以前、やりたい放題の残酷さを描いているかの観がある「ザ・ワールド・イズ・マイン」(新井英樹)を、単純でナイーブすぎると批判したのだが、人間の行き着く先というのは、いつも「死」であったり、「殺」であったりするとは限らないし、「限界」というのをそうしたイメージでしか捉え得ていないのは、結局のところ、現実を見ているようで空想しているだけなのではないかと思ったのだ。
さて、紙屋研究所(http://www1.odn.ne.jp/kamiya-ta/menu.html)では、この本を呉智英戦後民主主義社会批判の文脈で評価していることについて、「「ダメ人間」や「消費社会」という言葉で説明する「軽さ」にぼくはどうしても同意することはできない」と批判を加えながら、本作に描かれた相対的貧困や低学歴に着目して、「まさに「貧困」を描いた漫画である」と評価していた。
半分納得できるけれど、この「貧困観」もちょっとズレているのではないかなという気もする。
例えば、低学歴というけれど、大学を出たからと言って、それが大きな説得力を持つような時代では、とうになくなっていると思う。
ただ、「学校に通い続ける」という苦行に耐えることができた人なら、バイトであれ会社であれ、なんとかやり通すことはできるし、闇金に手を出すところまでの独創性もなければ勇気もない… つまり、問題はハビトゥス(=本人にはそれと自覚されないうちに蓄積されていく思考、行動、感覚等の根源となる性向)だと言った方が当たっているように思うのである。

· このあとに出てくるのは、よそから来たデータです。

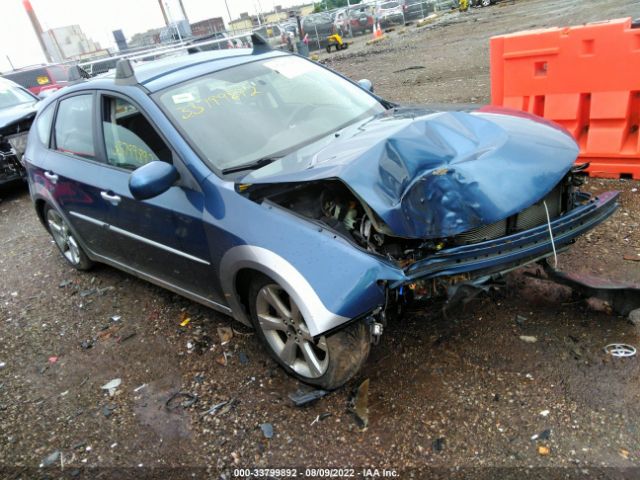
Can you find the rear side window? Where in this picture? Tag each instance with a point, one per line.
(129, 138)
(43, 126)
(73, 129)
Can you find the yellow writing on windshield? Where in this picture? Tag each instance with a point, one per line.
(227, 96)
(130, 151)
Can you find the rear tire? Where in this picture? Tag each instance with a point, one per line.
(65, 240)
(327, 362)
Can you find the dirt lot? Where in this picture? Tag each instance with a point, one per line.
(461, 396)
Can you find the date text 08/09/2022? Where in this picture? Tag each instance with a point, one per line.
(365, 472)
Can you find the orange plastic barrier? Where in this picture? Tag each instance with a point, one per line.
(585, 78)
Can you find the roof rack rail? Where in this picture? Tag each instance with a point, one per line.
(124, 73)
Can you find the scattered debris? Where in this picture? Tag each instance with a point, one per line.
(50, 459)
(320, 417)
(543, 450)
(181, 399)
(620, 350)
(112, 385)
(242, 357)
(360, 405)
(126, 336)
(544, 435)
(213, 410)
(267, 430)
(241, 334)
(222, 359)
(438, 444)
(413, 67)
(301, 398)
(225, 334)
(520, 320)
(107, 410)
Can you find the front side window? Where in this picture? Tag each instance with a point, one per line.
(263, 109)
(10, 96)
(130, 140)
(43, 125)
(73, 129)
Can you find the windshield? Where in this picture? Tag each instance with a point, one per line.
(11, 96)
(264, 109)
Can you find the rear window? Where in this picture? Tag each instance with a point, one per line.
(73, 132)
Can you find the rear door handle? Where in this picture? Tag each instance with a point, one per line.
(51, 176)
(113, 199)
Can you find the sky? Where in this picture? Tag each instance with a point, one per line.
(98, 18)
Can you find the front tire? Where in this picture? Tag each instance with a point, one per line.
(326, 362)
(65, 240)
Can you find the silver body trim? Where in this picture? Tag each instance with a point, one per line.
(163, 283)
(126, 233)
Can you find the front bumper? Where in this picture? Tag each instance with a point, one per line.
(508, 252)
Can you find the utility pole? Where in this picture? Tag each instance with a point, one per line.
(164, 13)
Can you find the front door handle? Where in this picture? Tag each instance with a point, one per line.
(113, 199)
(52, 177)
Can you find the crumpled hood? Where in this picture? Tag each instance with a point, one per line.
(12, 115)
(438, 175)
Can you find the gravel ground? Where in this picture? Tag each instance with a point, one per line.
(457, 396)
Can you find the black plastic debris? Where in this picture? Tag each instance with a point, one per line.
(301, 397)
(107, 410)
(438, 444)
(181, 399)
(50, 459)
(267, 430)
(360, 404)
(242, 357)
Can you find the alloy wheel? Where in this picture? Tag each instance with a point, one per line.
(63, 237)
(287, 333)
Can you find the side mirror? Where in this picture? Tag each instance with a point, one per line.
(366, 84)
(152, 179)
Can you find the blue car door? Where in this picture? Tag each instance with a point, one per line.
(76, 174)
(151, 233)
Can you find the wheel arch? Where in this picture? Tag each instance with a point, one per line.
(237, 268)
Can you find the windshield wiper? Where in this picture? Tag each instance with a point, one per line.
(251, 165)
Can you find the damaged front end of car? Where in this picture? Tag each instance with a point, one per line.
(13, 143)
(451, 200)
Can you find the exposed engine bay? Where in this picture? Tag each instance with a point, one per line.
(331, 203)
(334, 206)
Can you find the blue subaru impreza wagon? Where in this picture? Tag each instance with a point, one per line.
(274, 190)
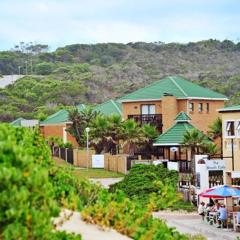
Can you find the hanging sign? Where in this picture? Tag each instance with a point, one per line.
(215, 165)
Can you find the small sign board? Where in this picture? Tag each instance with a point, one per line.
(172, 166)
(98, 161)
(236, 174)
(173, 149)
(215, 165)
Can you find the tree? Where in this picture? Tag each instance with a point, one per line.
(80, 120)
(193, 139)
(216, 131)
(44, 68)
(133, 135)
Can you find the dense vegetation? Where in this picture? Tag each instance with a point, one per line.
(33, 189)
(83, 73)
(28, 197)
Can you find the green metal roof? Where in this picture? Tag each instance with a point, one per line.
(17, 122)
(174, 135)
(177, 86)
(182, 116)
(109, 108)
(230, 109)
(59, 117)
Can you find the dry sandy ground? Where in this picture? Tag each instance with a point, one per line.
(88, 231)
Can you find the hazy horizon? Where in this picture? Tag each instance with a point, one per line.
(61, 23)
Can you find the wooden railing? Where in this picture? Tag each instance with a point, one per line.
(152, 119)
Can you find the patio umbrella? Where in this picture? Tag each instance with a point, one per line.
(222, 191)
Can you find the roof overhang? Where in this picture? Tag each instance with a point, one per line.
(54, 124)
(183, 98)
(228, 110)
(166, 144)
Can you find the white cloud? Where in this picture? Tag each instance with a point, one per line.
(64, 22)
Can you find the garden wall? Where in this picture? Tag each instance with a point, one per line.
(115, 163)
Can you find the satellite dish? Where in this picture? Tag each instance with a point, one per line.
(173, 149)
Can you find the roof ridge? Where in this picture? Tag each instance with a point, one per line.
(116, 106)
(177, 85)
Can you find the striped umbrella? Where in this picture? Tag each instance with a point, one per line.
(222, 191)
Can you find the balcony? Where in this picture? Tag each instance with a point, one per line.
(152, 119)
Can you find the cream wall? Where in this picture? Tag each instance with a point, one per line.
(227, 150)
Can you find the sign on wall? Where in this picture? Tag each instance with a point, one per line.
(98, 161)
(172, 165)
(216, 165)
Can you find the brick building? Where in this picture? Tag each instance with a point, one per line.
(231, 143)
(56, 124)
(160, 102)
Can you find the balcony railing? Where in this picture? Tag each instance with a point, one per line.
(152, 119)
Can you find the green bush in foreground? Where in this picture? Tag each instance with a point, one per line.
(27, 200)
(149, 183)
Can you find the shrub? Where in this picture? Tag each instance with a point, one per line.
(27, 197)
(147, 183)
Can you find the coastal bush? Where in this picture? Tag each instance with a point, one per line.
(150, 183)
(27, 197)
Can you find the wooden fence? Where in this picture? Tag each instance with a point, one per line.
(83, 159)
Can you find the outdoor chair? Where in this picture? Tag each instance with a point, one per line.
(236, 221)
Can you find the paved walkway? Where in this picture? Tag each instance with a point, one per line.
(193, 224)
(105, 182)
(73, 223)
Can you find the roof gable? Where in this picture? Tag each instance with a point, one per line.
(174, 135)
(235, 108)
(176, 86)
(182, 116)
(17, 122)
(109, 108)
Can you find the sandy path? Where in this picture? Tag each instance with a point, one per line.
(88, 231)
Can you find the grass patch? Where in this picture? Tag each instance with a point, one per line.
(89, 173)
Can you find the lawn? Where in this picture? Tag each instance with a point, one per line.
(89, 173)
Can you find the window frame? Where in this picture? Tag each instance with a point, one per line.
(226, 131)
(237, 128)
(207, 107)
(191, 106)
(148, 109)
(200, 107)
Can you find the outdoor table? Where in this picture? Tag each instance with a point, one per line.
(213, 217)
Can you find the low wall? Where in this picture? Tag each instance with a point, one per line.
(82, 159)
(115, 163)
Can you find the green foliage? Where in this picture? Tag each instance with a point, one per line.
(75, 73)
(44, 68)
(128, 217)
(150, 184)
(27, 196)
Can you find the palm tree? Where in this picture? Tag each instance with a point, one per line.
(150, 132)
(216, 131)
(132, 135)
(99, 134)
(80, 120)
(193, 139)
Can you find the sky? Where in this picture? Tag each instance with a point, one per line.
(63, 22)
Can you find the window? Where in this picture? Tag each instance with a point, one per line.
(191, 107)
(200, 107)
(148, 109)
(230, 128)
(238, 128)
(207, 107)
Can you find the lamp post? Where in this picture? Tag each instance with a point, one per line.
(87, 131)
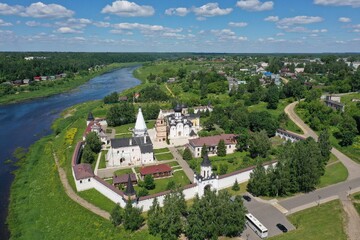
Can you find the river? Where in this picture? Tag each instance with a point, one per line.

相対的貧困についても、やはりハビトゥスと言った方がわかりやすい。
他人にはバカにされたくないとブランドもので身を固めるのも、ブランドもので固めればなんとかなるのだと思う価値観も、いつしか形成されてしまったハビトゥスの故ではないだろうか。
なんていうと、また単純化しすぎだと言われそうだが、価値観の多様化と共に個人の自由判断の領域が増し、それぞれのハビトゥスと社会性というものの齟齬が自他共に気付かれにくくなった、ということではないのだろうか。

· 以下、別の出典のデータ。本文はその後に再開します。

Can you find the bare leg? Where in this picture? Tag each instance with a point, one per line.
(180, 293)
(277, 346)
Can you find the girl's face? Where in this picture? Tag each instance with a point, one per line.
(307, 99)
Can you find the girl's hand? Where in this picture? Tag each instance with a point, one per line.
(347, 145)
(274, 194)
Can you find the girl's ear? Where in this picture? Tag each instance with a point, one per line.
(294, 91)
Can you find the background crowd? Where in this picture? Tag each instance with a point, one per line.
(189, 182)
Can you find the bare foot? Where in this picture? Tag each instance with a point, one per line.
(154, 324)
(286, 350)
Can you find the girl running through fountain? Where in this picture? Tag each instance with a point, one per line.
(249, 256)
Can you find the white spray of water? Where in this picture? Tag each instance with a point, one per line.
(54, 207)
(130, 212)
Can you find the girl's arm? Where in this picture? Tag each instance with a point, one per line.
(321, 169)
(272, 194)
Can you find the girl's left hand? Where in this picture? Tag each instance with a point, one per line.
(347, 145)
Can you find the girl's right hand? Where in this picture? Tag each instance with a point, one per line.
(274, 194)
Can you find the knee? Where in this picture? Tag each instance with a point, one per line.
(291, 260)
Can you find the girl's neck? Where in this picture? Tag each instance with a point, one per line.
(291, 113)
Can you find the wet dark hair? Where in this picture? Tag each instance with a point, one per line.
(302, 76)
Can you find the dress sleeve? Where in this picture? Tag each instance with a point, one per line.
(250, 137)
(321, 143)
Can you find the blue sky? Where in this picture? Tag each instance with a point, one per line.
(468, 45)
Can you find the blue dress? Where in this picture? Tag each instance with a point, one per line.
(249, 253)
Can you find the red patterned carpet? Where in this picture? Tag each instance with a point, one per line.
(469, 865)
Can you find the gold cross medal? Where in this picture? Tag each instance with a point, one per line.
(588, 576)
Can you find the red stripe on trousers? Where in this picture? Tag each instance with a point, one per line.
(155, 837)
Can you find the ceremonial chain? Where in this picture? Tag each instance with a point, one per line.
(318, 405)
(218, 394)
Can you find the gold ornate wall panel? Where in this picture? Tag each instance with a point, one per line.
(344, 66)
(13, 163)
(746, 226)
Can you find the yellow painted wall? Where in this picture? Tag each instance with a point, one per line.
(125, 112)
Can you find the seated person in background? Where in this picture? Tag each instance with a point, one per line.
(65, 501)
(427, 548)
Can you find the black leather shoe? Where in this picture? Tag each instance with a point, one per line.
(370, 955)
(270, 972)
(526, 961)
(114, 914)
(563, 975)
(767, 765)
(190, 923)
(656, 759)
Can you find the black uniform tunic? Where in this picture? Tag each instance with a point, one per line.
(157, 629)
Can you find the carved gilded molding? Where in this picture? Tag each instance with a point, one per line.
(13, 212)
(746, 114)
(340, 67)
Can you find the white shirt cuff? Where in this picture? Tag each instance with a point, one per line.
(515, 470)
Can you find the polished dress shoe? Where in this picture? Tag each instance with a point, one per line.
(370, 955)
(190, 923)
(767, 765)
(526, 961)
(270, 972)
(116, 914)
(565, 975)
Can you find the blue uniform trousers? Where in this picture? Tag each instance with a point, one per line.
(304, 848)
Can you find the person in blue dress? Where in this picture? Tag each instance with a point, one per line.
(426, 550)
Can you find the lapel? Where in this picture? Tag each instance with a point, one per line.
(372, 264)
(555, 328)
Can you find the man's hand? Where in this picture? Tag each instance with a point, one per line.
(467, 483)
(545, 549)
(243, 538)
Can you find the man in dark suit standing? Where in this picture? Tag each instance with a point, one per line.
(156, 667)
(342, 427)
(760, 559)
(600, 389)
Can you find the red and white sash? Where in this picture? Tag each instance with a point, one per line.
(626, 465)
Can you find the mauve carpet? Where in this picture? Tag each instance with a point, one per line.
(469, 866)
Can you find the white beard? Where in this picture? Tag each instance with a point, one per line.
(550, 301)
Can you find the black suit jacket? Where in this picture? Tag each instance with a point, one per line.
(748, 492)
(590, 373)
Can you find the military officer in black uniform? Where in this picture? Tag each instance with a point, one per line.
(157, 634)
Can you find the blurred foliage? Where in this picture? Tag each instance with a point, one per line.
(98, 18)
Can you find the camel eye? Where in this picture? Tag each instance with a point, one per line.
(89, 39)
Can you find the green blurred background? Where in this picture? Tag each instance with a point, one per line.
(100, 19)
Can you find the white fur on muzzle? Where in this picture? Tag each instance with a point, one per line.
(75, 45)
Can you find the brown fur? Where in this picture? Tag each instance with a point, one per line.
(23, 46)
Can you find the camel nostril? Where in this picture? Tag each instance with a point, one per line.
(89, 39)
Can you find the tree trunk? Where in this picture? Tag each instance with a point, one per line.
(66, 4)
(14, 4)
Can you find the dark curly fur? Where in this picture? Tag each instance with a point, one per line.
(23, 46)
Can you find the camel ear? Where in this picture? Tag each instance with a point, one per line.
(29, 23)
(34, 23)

たしかに本作には貧困が描かれてはいるのだが、登場人物たちはそんな状況でも携帯電話は手放していない。
エンゲル指数よりも情報端末の方に価値があるのが現代の「貧困」なのだろう。
それは自分の趣味は確保しておきながら子どもの給食費は払わない(払えない)親の出現にも通じていると思う。
今、貧困とは何なのかについての明確な定義はできないが、少なくともそうしたことを考える上での実例が、ここではたくさん出されていたように思う。